Haitians with the group Potentiel 3.0 traveled to Jeremie with a flotilla of four drones to document the damage
On a football field in the Haitian town of Jeremie, children gather to gape at a drone preparing to take off and document damage to the area caused by Hurricane Matthew.
The powerful storm, which crashed ashore on October 4 packing winds of 145 miles (230 kilometers) per hour, focused its fury on southwestern Haiti where this coastal city of some 31,000 is located.
At least 546 people were killed during the hurricane and more than 175,000 people lost their homes.
Many people in Jeremie are still waiting for help to arrive nearly three weeks later, but relief workers now have a powerful new tool to pinpoint where aide is needed.

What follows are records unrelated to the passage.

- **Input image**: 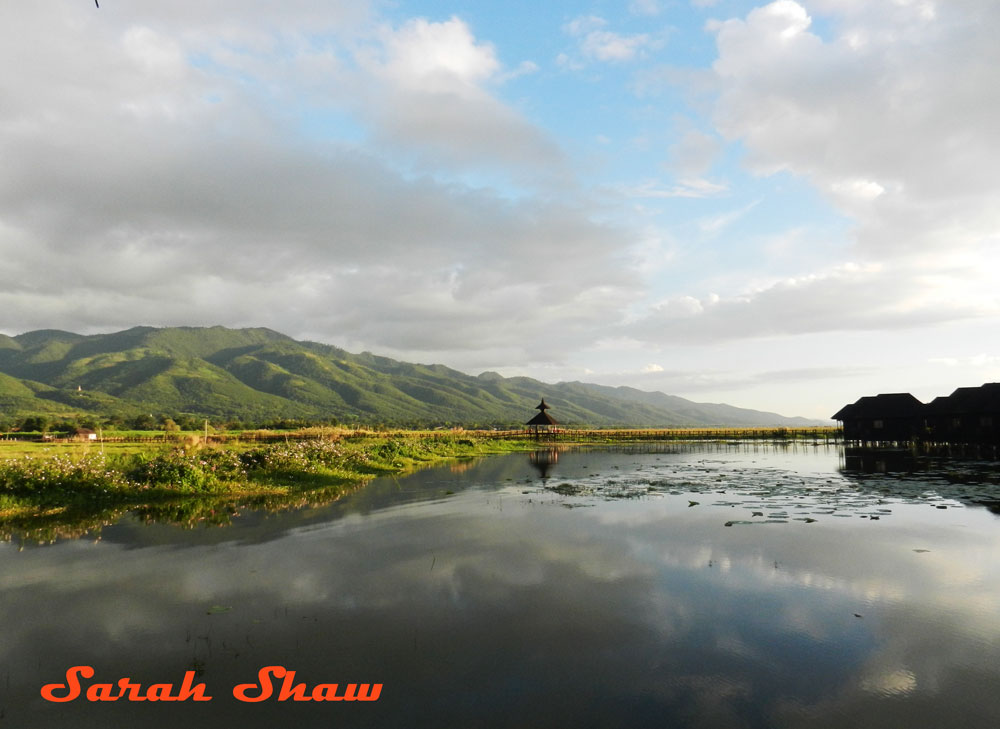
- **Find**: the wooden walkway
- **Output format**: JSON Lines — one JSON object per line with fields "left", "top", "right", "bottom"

{"left": 2, "top": 426, "right": 842, "bottom": 445}
{"left": 485, "top": 427, "right": 841, "bottom": 442}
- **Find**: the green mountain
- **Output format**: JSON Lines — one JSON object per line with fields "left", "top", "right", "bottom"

{"left": 0, "top": 326, "right": 820, "bottom": 427}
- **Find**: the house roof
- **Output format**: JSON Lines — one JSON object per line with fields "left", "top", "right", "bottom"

{"left": 925, "top": 383, "right": 1000, "bottom": 415}
{"left": 526, "top": 410, "right": 558, "bottom": 426}
{"left": 831, "top": 393, "right": 924, "bottom": 421}
{"left": 831, "top": 403, "right": 857, "bottom": 421}
{"left": 924, "top": 396, "right": 951, "bottom": 414}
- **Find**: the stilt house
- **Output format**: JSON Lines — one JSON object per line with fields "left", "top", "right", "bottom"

{"left": 831, "top": 393, "right": 924, "bottom": 444}
{"left": 923, "top": 383, "right": 1000, "bottom": 445}
{"left": 833, "top": 383, "right": 1000, "bottom": 445}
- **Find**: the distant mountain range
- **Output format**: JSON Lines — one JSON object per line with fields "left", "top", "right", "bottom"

{"left": 0, "top": 326, "right": 821, "bottom": 427}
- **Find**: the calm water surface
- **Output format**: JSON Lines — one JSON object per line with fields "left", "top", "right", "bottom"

{"left": 3, "top": 443, "right": 1000, "bottom": 728}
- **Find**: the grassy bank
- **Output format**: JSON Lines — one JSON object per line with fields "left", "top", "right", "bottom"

{"left": 0, "top": 427, "right": 841, "bottom": 543}
{"left": 0, "top": 426, "right": 840, "bottom": 512}
{"left": 0, "top": 433, "right": 536, "bottom": 518}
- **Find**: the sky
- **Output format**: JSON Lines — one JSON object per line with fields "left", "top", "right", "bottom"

{"left": 1, "top": 0, "right": 998, "bottom": 420}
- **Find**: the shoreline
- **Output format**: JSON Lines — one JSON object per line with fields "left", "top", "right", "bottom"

{"left": 0, "top": 429, "right": 841, "bottom": 543}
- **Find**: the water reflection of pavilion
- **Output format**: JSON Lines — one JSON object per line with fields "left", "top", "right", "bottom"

{"left": 528, "top": 449, "right": 560, "bottom": 479}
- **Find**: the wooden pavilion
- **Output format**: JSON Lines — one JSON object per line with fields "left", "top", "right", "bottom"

{"left": 526, "top": 398, "right": 558, "bottom": 437}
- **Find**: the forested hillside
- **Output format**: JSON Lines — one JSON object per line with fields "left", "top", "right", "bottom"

{"left": 0, "top": 326, "right": 820, "bottom": 429}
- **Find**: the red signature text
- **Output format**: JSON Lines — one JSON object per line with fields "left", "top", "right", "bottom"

{"left": 41, "top": 666, "right": 212, "bottom": 702}
{"left": 233, "top": 666, "right": 382, "bottom": 702}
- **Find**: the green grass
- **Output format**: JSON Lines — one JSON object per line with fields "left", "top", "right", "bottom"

{"left": 0, "top": 432, "right": 535, "bottom": 521}
{"left": 0, "top": 440, "right": 172, "bottom": 458}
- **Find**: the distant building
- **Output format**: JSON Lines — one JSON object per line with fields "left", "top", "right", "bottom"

{"left": 832, "top": 393, "right": 924, "bottom": 444}
{"left": 833, "top": 383, "right": 1000, "bottom": 445}
{"left": 526, "top": 398, "right": 558, "bottom": 436}
{"left": 923, "top": 383, "right": 1000, "bottom": 445}
{"left": 74, "top": 428, "right": 98, "bottom": 442}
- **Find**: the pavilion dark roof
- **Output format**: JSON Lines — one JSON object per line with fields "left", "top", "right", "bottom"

{"left": 526, "top": 398, "right": 558, "bottom": 426}
{"left": 526, "top": 410, "right": 559, "bottom": 426}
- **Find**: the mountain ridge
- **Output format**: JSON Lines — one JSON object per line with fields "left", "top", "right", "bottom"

{"left": 0, "top": 326, "right": 824, "bottom": 427}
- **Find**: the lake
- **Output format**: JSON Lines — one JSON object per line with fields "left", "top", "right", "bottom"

{"left": 3, "top": 443, "right": 1000, "bottom": 728}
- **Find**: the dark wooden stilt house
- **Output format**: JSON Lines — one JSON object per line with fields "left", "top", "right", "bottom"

{"left": 831, "top": 393, "right": 924, "bottom": 445}
{"left": 833, "top": 383, "right": 1000, "bottom": 445}
{"left": 923, "top": 383, "right": 1000, "bottom": 445}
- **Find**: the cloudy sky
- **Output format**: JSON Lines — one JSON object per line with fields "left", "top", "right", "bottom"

{"left": 2, "top": 0, "right": 998, "bottom": 419}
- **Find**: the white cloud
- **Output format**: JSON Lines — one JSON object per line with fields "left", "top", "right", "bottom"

{"left": 585, "top": 31, "right": 654, "bottom": 62}
{"left": 618, "top": 178, "right": 729, "bottom": 199}
{"left": 0, "top": 1, "right": 627, "bottom": 367}
{"left": 121, "top": 27, "right": 186, "bottom": 77}
{"left": 630, "top": 1, "right": 662, "bottom": 17}
{"left": 755, "top": 0, "right": 812, "bottom": 40}
{"left": 499, "top": 60, "right": 540, "bottom": 82}
{"left": 709, "top": 0, "right": 1000, "bottom": 261}
{"left": 630, "top": 262, "right": 992, "bottom": 344}
{"left": 356, "top": 16, "right": 564, "bottom": 173}
{"left": 830, "top": 178, "right": 886, "bottom": 202}
{"left": 667, "top": 129, "right": 722, "bottom": 177}
{"left": 596, "top": 363, "right": 875, "bottom": 394}
{"left": 374, "top": 16, "right": 500, "bottom": 94}
{"left": 555, "top": 52, "right": 582, "bottom": 71}
{"left": 930, "top": 355, "right": 1000, "bottom": 368}
{"left": 698, "top": 200, "right": 760, "bottom": 234}
{"left": 645, "top": 0, "right": 1000, "bottom": 365}
{"left": 564, "top": 15, "right": 659, "bottom": 64}
{"left": 565, "top": 16, "right": 608, "bottom": 37}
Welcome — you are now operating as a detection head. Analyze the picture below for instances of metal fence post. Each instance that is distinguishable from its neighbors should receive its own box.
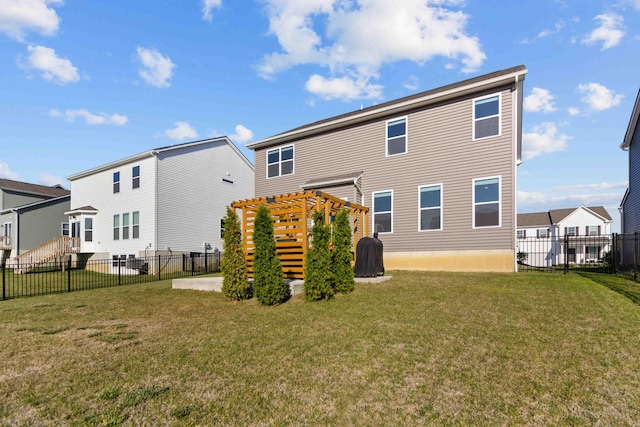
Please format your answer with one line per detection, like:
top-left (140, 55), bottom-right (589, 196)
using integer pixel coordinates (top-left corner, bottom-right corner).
top-left (564, 234), bottom-right (569, 274)
top-left (118, 257), bottom-right (121, 286)
top-left (2, 259), bottom-right (5, 301)
top-left (191, 253), bottom-right (195, 276)
top-left (157, 254), bottom-right (161, 281)
top-left (67, 255), bottom-right (72, 293)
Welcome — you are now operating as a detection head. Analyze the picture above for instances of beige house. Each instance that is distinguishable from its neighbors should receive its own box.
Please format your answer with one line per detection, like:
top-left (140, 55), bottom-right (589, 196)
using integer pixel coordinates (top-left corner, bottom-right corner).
top-left (247, 65), bottom-right (528, 272)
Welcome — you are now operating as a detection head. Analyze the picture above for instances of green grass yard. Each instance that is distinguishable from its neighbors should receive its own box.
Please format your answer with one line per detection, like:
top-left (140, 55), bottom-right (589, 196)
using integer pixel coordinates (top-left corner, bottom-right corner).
top-left (1, 271), bottom-right (640, 426)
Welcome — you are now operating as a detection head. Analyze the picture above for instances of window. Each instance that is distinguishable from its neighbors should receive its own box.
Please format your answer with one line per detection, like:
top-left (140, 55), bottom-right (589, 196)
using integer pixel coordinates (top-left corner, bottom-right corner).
top-left (72, 221), bottom-right (80, 238)
top-left (132, 166), bottom-right (140, 189)
top-left (267, 145), bottom-right (294, 178)
top-left (113, 214), bottom-right (120, 240)
top-left (588, 225), bottom-right (599, 236)
top-left (538, 228), bottom-right (548, 238)
top-left (122, 213), bottom-right (130, 240)
top-left (113, 171), bottom-right (120, 193)
top-left (473, 177), bottom-right (500, 228)
top-left (517, 230), bottom-right (525, 239)
top-left (373, 191), bottom-right (392, 234)
top-left (587, 246), bottom-right (600, 260)
top-left (61, 223), bottom-right (69, 237)
top-left (84, 218), bottom-right (93, 242)
top-left (2, 222), bottom-right (11, 238)
top-left (419, 184), bottom-right (442, 231)
top-left (132, 211), bottom-right (139, 239)
top-left (386, 117), bottom-right (407, 156)
top-left (566, 227), bottom-right (576, 237)
top-left (473, 94), bottom-right (500, 139)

Haitians with the group Potentiel 3.0 traveled to Jeremie with a flotilla of four drones to document the damage.
"Before, satellite images could be used" for this purpose, "but the resolution was not perfect," said Presler Jean, who remotely controls one of the drones from his laptop.

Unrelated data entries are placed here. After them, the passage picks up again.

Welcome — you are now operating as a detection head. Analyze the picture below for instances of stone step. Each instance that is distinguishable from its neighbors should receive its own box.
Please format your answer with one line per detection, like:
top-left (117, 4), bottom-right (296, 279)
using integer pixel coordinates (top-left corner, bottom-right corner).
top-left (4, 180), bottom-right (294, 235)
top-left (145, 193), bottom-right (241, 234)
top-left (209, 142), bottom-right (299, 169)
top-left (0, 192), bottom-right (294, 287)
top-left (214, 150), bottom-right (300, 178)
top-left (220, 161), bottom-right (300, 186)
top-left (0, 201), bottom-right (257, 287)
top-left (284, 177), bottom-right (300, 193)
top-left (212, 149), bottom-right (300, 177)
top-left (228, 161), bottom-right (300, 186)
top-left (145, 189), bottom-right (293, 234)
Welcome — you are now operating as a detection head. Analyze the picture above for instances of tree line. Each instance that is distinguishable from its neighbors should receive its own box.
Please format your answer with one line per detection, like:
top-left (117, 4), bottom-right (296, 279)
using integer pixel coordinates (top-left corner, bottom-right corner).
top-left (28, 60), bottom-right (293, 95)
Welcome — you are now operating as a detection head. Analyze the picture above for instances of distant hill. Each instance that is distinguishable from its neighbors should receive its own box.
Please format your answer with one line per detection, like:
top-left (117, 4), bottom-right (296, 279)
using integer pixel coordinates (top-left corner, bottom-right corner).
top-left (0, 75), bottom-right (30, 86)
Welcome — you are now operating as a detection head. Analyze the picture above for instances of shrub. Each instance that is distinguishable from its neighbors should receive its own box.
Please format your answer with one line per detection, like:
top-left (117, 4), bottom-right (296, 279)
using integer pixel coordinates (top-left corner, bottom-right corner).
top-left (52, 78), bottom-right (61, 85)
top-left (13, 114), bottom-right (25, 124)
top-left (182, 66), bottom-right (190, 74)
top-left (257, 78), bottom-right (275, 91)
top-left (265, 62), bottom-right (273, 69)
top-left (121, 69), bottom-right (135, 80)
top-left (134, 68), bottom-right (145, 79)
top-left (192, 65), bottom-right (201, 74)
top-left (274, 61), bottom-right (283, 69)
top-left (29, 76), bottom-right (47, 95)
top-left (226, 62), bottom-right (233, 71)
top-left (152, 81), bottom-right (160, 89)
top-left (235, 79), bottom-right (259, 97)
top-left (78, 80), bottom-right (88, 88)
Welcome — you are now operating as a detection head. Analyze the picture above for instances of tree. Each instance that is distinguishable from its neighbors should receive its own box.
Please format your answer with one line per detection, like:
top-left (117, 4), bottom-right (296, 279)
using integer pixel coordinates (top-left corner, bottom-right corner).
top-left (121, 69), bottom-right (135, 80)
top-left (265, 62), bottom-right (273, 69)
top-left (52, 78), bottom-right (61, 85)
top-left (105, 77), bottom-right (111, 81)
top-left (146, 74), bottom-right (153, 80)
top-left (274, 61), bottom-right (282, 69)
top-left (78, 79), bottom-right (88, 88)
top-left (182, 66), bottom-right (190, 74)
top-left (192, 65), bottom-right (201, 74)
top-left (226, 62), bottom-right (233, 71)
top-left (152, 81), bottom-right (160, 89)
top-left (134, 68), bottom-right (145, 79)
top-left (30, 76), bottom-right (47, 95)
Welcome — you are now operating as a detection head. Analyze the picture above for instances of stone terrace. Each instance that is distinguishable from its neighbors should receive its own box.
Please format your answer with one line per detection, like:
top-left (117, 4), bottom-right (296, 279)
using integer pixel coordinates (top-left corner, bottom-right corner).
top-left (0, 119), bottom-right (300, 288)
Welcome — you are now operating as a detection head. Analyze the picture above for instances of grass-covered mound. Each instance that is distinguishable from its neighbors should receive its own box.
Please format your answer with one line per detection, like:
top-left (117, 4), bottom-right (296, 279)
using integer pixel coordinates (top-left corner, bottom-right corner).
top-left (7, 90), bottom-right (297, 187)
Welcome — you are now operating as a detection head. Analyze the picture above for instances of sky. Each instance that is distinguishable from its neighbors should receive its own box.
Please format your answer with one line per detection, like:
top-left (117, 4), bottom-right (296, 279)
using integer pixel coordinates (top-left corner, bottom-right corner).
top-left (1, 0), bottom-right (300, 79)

"With the drones, one has absolutely all the details of the covered area," he said.
Homes reduced to matchsticks, a building with a blown-off facade or a roof missing two or three shingles: no detail escapes the eye of the drone.
Drones can gather enough information to develop three-dimensional images with precision of four centimeters (1.6 inches) -- a giant leap from the roughly 50-centimeter (19.7 inch) detail provided by satellites.
Thanks to drone imagery, engineers were able to quickly repair Jeremie's storm damaged harbor, allowing the first aid ship to dock 72 hours after the hurricane hit, said Fred Moine, head of the volunteer group.
Within just a few hours, "Heavy machine operators knew exactly how much sand was needed" for harbor repairs, he said.
Faster and a lot cheaper to operate than helicopters, drones are piloted from the ground by Haitians like Presler, 30, who has been working with the devices since 2012.
Presler remembers the devastation caused by themassive earthquake that struck Haiti in January 2010 -- and especially how much of the international aid that flooded in went to waste through mismanagement.
"Before the foreigners get here, we Haitians have time to produce images that they can use. This will allow the aid to flow a bit faster," said Presler.
"And instead of resources wasted on evaluations and project studies, those funds can instead be used for durable buildings," he said.
More than 200,000 people were killed in the earthquake, and only a fraction of the poorly coordinated international aid that poured in reached the victims.
The drones are also ideal for surveying the needs of isolated communities in mountainous regions that are hard to reach by land.
"There are plenty of competent Haitians, we no longer have to wait for the international community," said Presler.
"We can use our skills together to provide a quick response for our country," he added with pride.
Potentiel 3.0 hopes to train enough people so there can be two or three drone pilots for each of Haiti's ten departments.
"That way, Haiti can finally respond with its own resources to disasters," said Presler, as he turns to his laptop to guide the drone.
In addition to the destruction of countless homes and farms, Haitians in the worst-affected areas are dealing with a lack of potable water, which is contributing to the spread of cholera, which has claimed close to 10,000 lives since it first appeared in 2010.
Following the devastation caused by Hurricane Matthew, nearly 1.5 million people, of a total population of 10.3 million, need emergency humanitarian assistance, according to a United Nations estimate.